Think of it this way: If the right glass makes a $15 wine taste like a $25 wine and a $30 wine taste like a $50 wine, the cost of new stemware pales when compared to the extra benefit in a year of wine consumption.

But wait! This tasting sampled four wine varieties in four glasses - what about the myriad of other types of wine? What is the right shape for Tempranillo or Torrontes? Grenache or Grecanico? How many sets of wine glasses are mandatory and is there a special dust-proof storage cabinet that comes with them? A visit to Puddifoot in Kerrisdale (the distributor for Riedel stemware) with its wall of glasses only amplifies the magnitude of the problem. This may be the investment of a lifetime, but should a complete set of stemware cost more than a small car?

The Riedel and Mondavi team suggest we spend as much on a single glass as we do for an average bottle of wine.
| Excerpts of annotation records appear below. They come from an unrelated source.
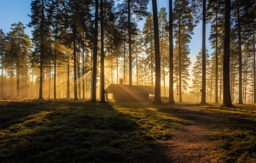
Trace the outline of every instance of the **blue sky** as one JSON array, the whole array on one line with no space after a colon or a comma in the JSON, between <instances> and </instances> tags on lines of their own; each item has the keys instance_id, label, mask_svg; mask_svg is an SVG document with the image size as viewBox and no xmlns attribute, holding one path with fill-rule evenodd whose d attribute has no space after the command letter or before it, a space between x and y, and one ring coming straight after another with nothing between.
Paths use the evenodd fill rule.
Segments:
<instances>
[{"instance_id":1,"label":"blue sky","mask_svg":"<svg viewBox=\"0 0 256 163\"><path fill-rule=\"evenodd\" d=\"M150 0L148 5L148 10L152 11L152 2ZM169 10L168 0L158 0L158 9L160 10L161 7L166 7L166 11ZM10 30L12 24L21 21L24 24L27 24L30 21L27 14L30 13L30 4L31 0L0 0L0 29L3 29L5 33ZM169 13L168 13L169 14ZM169 16L168 16L168 18ZM145 19L144 19L145 20ZM142 30L145 20L138 23L139 27ZM31 36L31 28L27 27L26 33ZM211 54L213 50L211 49L210 42L208 40L210 30L210 24L206 26L206 47ZM189 44L190 48L190 57L192 65L190 67L190 74L192 75L191 69L193 63L195 61L196 55L200 51L202 48L202 23L201 22L194 30L194 35L192 36L192 39ZM167 77L168 78L168 77ZM191 84L191 81L189 82Z\"/></svg>"}]
</instances>

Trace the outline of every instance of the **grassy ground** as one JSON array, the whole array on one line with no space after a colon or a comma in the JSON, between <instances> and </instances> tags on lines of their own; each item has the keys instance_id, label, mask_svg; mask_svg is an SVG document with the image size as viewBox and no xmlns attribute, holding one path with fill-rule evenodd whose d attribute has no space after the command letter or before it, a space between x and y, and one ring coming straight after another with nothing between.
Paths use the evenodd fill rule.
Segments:
<instances>
[{"instance_id":1,"label":"grassy ground","mask_svg":"<svg viewBox=\"0 0 256 163\"><path fill-rule=\"evenodd\" d=\"M256 162L256 105L0 100L0 162Z\"/></svg>"}]
</instances>

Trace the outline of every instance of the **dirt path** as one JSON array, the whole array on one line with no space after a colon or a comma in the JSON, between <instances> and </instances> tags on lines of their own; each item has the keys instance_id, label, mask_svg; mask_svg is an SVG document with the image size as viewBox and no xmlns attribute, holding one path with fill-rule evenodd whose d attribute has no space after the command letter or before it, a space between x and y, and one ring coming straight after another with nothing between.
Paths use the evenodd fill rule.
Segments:
<instances>
[{"instance_id":1,"label":"dirt path","mask_svg":"<svg viewBox=\"0 0 256 163\"><path fill-rule=\"evenodd\" d=\"M170 140L159 142L159 150L166 156L165 162L215 162L216 147L210 139L214 135L211 129L219 125L221 118L191 106L179 105L181 118L191 121L193 124L186 126L184 131L176 132Z\"/></svg>"}]
</instances>

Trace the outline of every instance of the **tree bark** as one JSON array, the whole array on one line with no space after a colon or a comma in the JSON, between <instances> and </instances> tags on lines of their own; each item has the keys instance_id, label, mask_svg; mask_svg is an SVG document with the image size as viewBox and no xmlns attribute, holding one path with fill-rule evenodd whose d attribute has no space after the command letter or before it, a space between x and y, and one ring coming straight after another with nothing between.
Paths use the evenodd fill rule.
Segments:
<instances>
[{"instance_id":1,"label":"tree bark","mask_svg":"<svg viewBox=\"0 0 256 163\"><path fill-rule=\"evenodd\" d=\"M215 103L219 103L219 100L218 99L218 79L219 79L218 77L218 9L217 9L217 0L216 0L216 15L215 18L215 24L216 24L216 55L215 55Z\"/></svg>"},{"instance_id":2,"label":"tree bark","mask_svg":"<svg viewBox=\"0 0 256 163\"><path fill-rule=\"evenodd\" d=\"M40 24L40 83L39 86L39 100L43 100L43 64L44 49L44 0L42 0L41 20Z\"/></svg>"},{"instance_id":3,"label":"tree bark","mask_svg":"<svg viewBox=\"0 0 256 163\"><path fill-rule=\"evenodd\" d=\"M256 63L255 63L255 32L253 31L253 103L256 103L256 68L255 66Z\"/></svg>"},{"instance_id":4,"label":"tree bark","mask_svg":"<svg viewBox=\"0 0 256 163\"><path fill-rule=\"evenodd\" d=\"M96 85L97 79L97 52L98 49L98 19L99 10L99 0L96 0L95 9L95 22L94 29L94 48L93 54L93 70L92 75L92 90L91 93L91 101L96 102Z\"/></svg>"},{"instance_id":5,"label":"tree bark","mask_svg":"<svg viewBox=\"0 0 256 163\"><path fill-rule=\"evenodd\" d=\"M155 99L154 103L161 103L161 72L160 67L159 30L156 0L152 0L153 20L154 21L154 37L155 40Z\"/></svg>"},{"instance_id":6,"label":"tree bark","mask_svg":"<svg viewBox=\"0 0 256 163\"><path fill-rule=\"evenodd\" d=\"M238 103L243 103L242 98L242 48L241 43L241 24L240 18L239 2L238 0L238 52L239 58L239 80L238 89Z\"/></svg>"},{"instance_id":7,"label":"tree bark","mask_svg":"<svg viewBox=\"0 0 256 163\"><path fill-rule=\"evenodd\" d=\"M82 43L82 99L85 100L85 43Z\"/></svg>"},{"instance_id":8,"label":"tree bark","mask_svg":"<svg viewBox=\"0 0 256 163\"><path fill-rule=\"evenodd\" d=\"M48 99L51 98L51 65L49 67L49 91L48 92Z\"/></svg>"},{"instance_id":9,"label":"tree bark","mask_svg":"<svg viewBox=\"0 0 256 163\"><path fill-rule=\"evenodd\" d=\"M203 40L202 40L202 96L201 103L206 103L206 64L205 45L205 27L206 24L206 0L203 0Z\"/></svg>"},{"instance_id":10,"label":"tree bark","mask_svg":"<svg viewBox=\"0 0 256 163\"><path fill-rule=\"evenodd\" d=\"M124 33L124 84L126 84L126 75L125 70L126 69L126 58L125 56L125 32Z\"/></svg>"},{"instance_id":11,"label":"tree bark","mask_svg":"<svg viewBox=\"0 0 256 163\"><path fill-rule=\"evenodd\" d=\"M172 0L169 0L169 103L174 104L174 46L173 46L173 12Z\"/></svg>"},{"instance_id":12,"label":"tree bark","mask_svg":"<svg viewBox=\"0 0 256 163\"><path fill-rule=\"evenodd\" d=\"M101 103L105 103L105 69L104 65L104 19L103 15L103 0L101 0Z\"/></svg>"},{"instance_id":13,"label":"tree bark","mask_svg":"<svg viewBox=\"0 0 256 163\"><path fill-rule=\"evenodd\" d=\"M135 36L135 44L136 46L136 82L138 85L138 48L137 47L137 36Z\"/></svg>"},{"instance_id":14,"label":"tree bark","mask_svg":"<svg viewBox=\"0 0 256 163\"><path fill-rule=\"evenodd\" d=\"M233 107L230 95L229 61L230 58L231 0L225 0L225 36L223 65L223 105Z\"/></svg>"},{"instance_id":15,"label":"tree bark","mask_svg":"<svg viewBox=\"0 0 256 163\"><path fill-rule=\"evenodd\" d=\"M69 52L67 51L67 98L69 99L70 98L70 63L69 63ZM56 71L56 70L55 70ZM55 72L56 73L56 72ZM56 83L55 83L56 85ZM55 93L56 96L56 93Z\"/></svg>"},{"instance_id":16,"label":"tree bark","mask_svg":"<svg viewBox=\"0 0 256 163\"><path fill-rule=\"evenodd\" d=\"M1 97L3 97L3 49L2 49L2 51L1 51L1 59L2 59L2 68L1 68L1 71L2 71L2 74L1 74L1 78L2 78L2 83L1 83Z\"/></svg>"},{"instance_id":17,"label":"tree bark","mask_svg":"<svg viewBox=\"0 0 256 163\"><path fill-rule=\"evenodd\" d=\"M75 5L76 6L76 4ZM74 100L78 100L77 97L77 81L76 78L76 11L74 11L73 15L73 55L74 57ZM59 81L60 79L58 78ZM60 85L59 85L59 87Z\"/></svg>"},{"instance_id":18,"label":"tree bark","mask_svg":"<svg viewBox=\"0 0 256 163\"><path fill-rule=\"evenodd\" d=\"M180 15L179 18L179 102L182 103L181 91L181 50L180 47Z\"/></svg>"},{"instance_id":19,"label":"tree bark","mask_svg":"<svg viewBox=\"0 0 256 163\"><path fill-rule=\"evenodd\" d=\"M81 77L80 72L80 43L77 42L78 49L77 51L77 77L78 82L78 97L81 98Z\"/></svg>"},{"instance_id":20,"label":"tree bark","mask_svg":"<svg viewBox=\"0 0 256 163\"><path fill-rule=\"evenodd\" d=\"M128 0L128 35L129 37L129 85L132 84L132 67L131 64L131 32L130 0Z\"/></svg>"}]
</instances>

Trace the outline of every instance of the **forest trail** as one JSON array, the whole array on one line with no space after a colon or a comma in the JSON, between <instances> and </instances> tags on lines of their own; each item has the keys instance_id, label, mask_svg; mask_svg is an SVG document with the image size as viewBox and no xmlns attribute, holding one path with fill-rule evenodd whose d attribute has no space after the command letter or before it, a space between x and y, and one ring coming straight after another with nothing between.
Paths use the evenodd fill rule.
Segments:
<instances>
[{"instance_id":1,"label":"forest trail","mask_svg":"<svg viewBox=\"0 0 256 163\"><path fill-rule=\"evenodd\" d=\"M176 131L168 140L159 141L159 151L165 156L165 158L160 159L162 162L226 162L219 157L225 151L219 150L219 140L225 138L222 132L225 132L225 129L228 127L227 124L230 121L225 122L227 119L222 115L216 115L202 109L209 105L201 105L195 103L180 103L174 106L173 109L176 110L178 117L191 121L193 124L186 126L182 130ZM213 108L219 107L214 103L210 105ZM251 111L255 114L255 109L252 109ZM219 129L221 129L220 130Z\"/></svg>"}]
</instances>

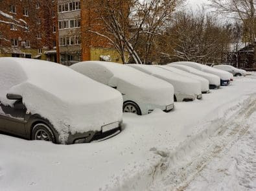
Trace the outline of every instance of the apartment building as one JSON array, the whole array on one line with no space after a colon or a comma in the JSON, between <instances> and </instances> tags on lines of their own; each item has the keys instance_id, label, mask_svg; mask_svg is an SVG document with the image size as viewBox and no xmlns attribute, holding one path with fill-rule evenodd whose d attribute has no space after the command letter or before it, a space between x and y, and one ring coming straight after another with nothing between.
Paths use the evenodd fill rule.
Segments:
<instances>
[{"instance_id":1,"label":"apartment building","mask_svg":"<svg viewBox=\"0 0 256 191\"><path fill-rule=\"evenodd\" d=\"M0 57L57 62L57 2L0 1Z\"/></svg>"},{"instance_id":2,"label":"apartment building","mask_svg":"<svg viewBox=\"0 0 256 191\"><path fill-rule=\"evenodd\" d=\"M58 52L60 63L65 65L86 60L121 63L118 52L106 39L88 32L97 16L86 0L58 0Z\"/></svg>"}]
</instances>

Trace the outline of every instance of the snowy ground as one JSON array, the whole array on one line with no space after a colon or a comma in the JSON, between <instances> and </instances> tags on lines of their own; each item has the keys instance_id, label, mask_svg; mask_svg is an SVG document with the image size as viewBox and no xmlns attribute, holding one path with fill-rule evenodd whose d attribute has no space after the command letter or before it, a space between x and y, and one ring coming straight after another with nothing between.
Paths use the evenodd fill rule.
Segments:
<instances>
[{"instance_id":1,"label":"snowy ground","mask_svg":"<svg viewBox=\"0 0 256 191\"><path fill-rule=\"evenodd\" d=\"M256 190L256 73L71 146L0 135L0 190Z\"/></svg>"}]
</instances>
Since I am not in the habit of buying $135 wines (although the recently tasted 2002 Bouchard Père et Fils Nuits-Saint-Georges would be high on my list if I were), there is no need to spring for the Sommelier collection of hand blown lead crystal. The Vinum Extreme glasses are lovely glasses and represent good value for a regular wine drinker like me. I can buy them two at a time and build up a collection. For people who only drink one or two varietals, it’s a piece of cake.

The biggest concern with big beautiful crystal glasses is the amount of time and care required to wash and polish them. Riedel has an answer with a new line of everyday glassware. “O” glasses have the same shaped bowls as the Vinum series, but they are machine made, lead-free and – here is the interesting bit – they have no stems. No stem means these glasses go in the dishwasher. At less than $15 a glass, I’m happy to experiment.


So far, the only other Riedel glasses I have bought are the whisky glasses. I am happy to report that they elevate a single malt whisky well beyond its aromas and flavours when served in a standard crystal whisky glass. Standard crystal whisky glasses are perfect for orange juice. As for the wine glasses now languishing at the back of the cupboard, well, there are always garage sales.